Is any subgroup of a direct product isomorphic to a direct product of subgroups?

This question arose in the context of this problem:

Let $G$ and $G'$ be groups and $V$ a subgroup of $G\times G'$. Do there exist subgroups $H \leq G$ and $H'\leq G'$ such that $V \cong H\times H'$?

In the case that the answer is "no": Are there any reasonable constraints to $G$ and $G'$ such that the answer is "yes"? For finite abelian groups, the answer appears to be yes.

Clarification

My question is about the subgroup $V$ being isomorphic to a direct product of subgroups. This condition is strictly weaker than being equal to a direct product of subgroups: For the "equal" version, the classical counterexample is the diagonal subgroup $V = \langle (1,1)\rangle \leq G\times G$ where $G$ may be any group but the trivial one. However, this doesn't provide a counterexample to my question, since $V\cong G\times\{1\}$.

Solution 1:

This is based on the comment of @Derek Holt:

A counterexample is given by the subgroup $$V = \{(g,h) \in S_3\times S_3 \mid \operatorname{sgn}(gh) = +1\}$$ of $S_3\times S_3$.

Reason:

Since $V$ is the kernel of the group epimorphism $$S_3\times S_3\to \{\pm 1\},\quad (g,h)\mapsto \operatorname{sgn}(gh),$$ $V$ is indeed a subgroup and $[S_3\times S_3 : V] = 2$. So $\lvert V\rvert = 18$.

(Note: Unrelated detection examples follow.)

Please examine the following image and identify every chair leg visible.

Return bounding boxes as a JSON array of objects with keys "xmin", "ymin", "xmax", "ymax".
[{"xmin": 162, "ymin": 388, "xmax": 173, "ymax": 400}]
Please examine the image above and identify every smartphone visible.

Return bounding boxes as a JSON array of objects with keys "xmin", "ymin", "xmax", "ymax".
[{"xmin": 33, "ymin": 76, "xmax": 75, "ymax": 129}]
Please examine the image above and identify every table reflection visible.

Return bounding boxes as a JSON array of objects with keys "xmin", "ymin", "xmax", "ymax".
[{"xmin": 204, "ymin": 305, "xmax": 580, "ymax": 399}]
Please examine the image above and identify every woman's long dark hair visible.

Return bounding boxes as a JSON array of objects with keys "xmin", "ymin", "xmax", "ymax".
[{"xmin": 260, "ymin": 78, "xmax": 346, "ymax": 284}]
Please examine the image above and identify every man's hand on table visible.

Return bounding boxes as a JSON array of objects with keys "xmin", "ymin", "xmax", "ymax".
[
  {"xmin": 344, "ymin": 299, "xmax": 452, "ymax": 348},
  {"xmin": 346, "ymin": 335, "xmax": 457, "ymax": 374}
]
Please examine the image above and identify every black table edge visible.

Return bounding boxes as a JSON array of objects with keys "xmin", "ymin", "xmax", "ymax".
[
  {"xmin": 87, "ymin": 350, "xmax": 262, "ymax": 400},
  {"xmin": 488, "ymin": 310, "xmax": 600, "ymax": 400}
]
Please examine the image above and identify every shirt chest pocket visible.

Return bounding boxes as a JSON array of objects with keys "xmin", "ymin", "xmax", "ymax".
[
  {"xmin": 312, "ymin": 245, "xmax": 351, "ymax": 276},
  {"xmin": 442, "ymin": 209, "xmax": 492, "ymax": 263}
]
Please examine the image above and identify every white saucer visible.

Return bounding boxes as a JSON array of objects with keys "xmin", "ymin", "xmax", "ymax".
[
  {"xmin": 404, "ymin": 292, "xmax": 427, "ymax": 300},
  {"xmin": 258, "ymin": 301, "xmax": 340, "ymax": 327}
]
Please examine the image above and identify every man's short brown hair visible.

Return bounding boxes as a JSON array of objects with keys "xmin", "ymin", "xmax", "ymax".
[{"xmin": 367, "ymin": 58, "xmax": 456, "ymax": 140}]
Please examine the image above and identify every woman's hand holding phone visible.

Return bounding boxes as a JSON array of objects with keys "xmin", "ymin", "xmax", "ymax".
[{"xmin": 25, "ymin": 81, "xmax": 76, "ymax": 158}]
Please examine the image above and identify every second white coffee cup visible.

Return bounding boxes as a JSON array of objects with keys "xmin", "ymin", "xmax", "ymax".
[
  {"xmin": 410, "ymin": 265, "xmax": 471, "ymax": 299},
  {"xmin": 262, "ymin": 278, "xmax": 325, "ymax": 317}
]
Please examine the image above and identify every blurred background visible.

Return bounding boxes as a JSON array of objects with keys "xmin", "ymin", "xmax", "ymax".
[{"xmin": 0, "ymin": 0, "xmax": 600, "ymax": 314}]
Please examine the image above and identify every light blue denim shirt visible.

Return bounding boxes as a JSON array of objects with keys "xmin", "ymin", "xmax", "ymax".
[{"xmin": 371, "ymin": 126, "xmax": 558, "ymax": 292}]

Assume that $V$ is isomorphic to the direct product of two subgroups of $S_3$. Then by its order, up to swapping the factors there is only the possibility $V\cong A_3\times S_3$. Now the group $A_3\times S_3$ contains elements of order $6$ (for example $((1,2),(1,2,3))$, while $V$ does not. (Up to swapping the components, an element of order $6$ in $S_3\times S_3$ is a pair consisting of a transposition $\tau$ and a $3$-cycle $\sigma$. Because of $\operatorname{sgn}(\tau\sigma) = -1$, $(\tau,\sigma)\notin V$.)

Contradiction.

If $G$ and $G'$ are finite groups of coprime order, then the claim is true. In this case we can even get equality in the statement $V \cong H\times H'$, see this answer by user.